Göç eden gruplar özelinde yapılan alan araştırmalarında eğitim olanaklarının yaratılması öne çıkan talepler arasındadır. 2009 yılında Diyarbakır’da özellikle göç mağdurlarının yaşadığı mahallelerde yapılan araştırmanın sonuçları eğitime erişim konusundaki mağduriyetin devam ettiğini göstermektedir. 4.586 hanede yapılan araştırmada toplam hanenin %71,5’ine denk gelen 3.279 hanede en az bir kişi okuma yazma bilmemektedir.

Yine Diyarbakır’da sosyolog Dr. İnan Keser tarafından 3.032 hanede yapılan araştırma69 sonuçlarına göre ise; araştırmaya katılan hanelerin bütün üyeleri arasında okuma yazma bilmeyenlerin oranı %25,9’dur.

Göçle batıdaki illere gelenler ile üniversite eğitimi için Türkiye’nin çeşitli illerine giden Kürt öğrenciler ise ilk dönemlerde PKK eylemleri ile doğru orantılı olan ancak sonraları giderek daha sistematik bir biçim alan ırkçı saldırılara maruz kalmaktadır. Bu saldırılara maruz kalan öğrenciler eğitimlerini sürdürememe tehdidiyle karşı karşıyadır.

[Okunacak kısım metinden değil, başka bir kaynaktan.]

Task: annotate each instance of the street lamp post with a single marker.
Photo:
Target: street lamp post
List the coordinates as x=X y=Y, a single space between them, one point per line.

İzleme döneminde basına yansıyan yaklaşık 20 linç etme olayı, Kürt öğrencilere yönelik linç girişimlerinin batıdaki hemen hemen bütün illerde yaşandığını göstermektedir. Bu yedi aylık dönemde Mersin Akdeniz’de lise öğrencileri70, Aksaray’da İnşaat Mühendislik Fakültesi71, Artvin Arhavi’de Meslek Yüksek Okulu72, Malatya Doğanşehir’de Mesleki Eğitim Lisesi73, Kütahya’da Dumlupınar Üniversitesi74, Elazığ’da Fırat Üniversitesi75, Giresun Tirebolu’da M. Bayraktar Meslek Yüksekokulu76, Isparta’da Süleyman Demirel Üniversitesi Şehir Bölge Planlama ve İktisat Fakültesi77 Manisa Demirci’de C. Bayar Üniversitesi Eğitim Fakültesi78, Kahramanmaraş’ta Sütçü İmam Üniversitesi79, Tokat’ta Gazi Osman Paşa Üniversitesi80, İstanbul’da Marmara Üniversitesi81, Denizli’de Pamukkale Üniversitesi82, Çanakkale’de Onsekiz Mart Üniversitesi83, Hatay İskenderun’da Mustafa Kemal Üniversitesi İskenderun Meslek Yüksekokulu84, Eskişehir Osmangazi Üniversitesi85 ve İzmir’de Ege Üniversitesi86 öğrencisi Kürt öğrenciler ırkçı sloganlar kullanılarak saldırıya uğramıştır. Bazı yerlerde bu saldırılar birden çok kez (Örneğin Tirebolu ve Isparta) yaşanmasına rağmen olaylarla ilgili etkili soruşturmalar yapılmadığı, hatta Aksaray, Isparta, Manisa, Tokat ve Kahramanmaraş’taki olaylara kamu makamları ile polisin göz yumduğu hatta destek olduğu yönünde iddialar bulunmaktadır.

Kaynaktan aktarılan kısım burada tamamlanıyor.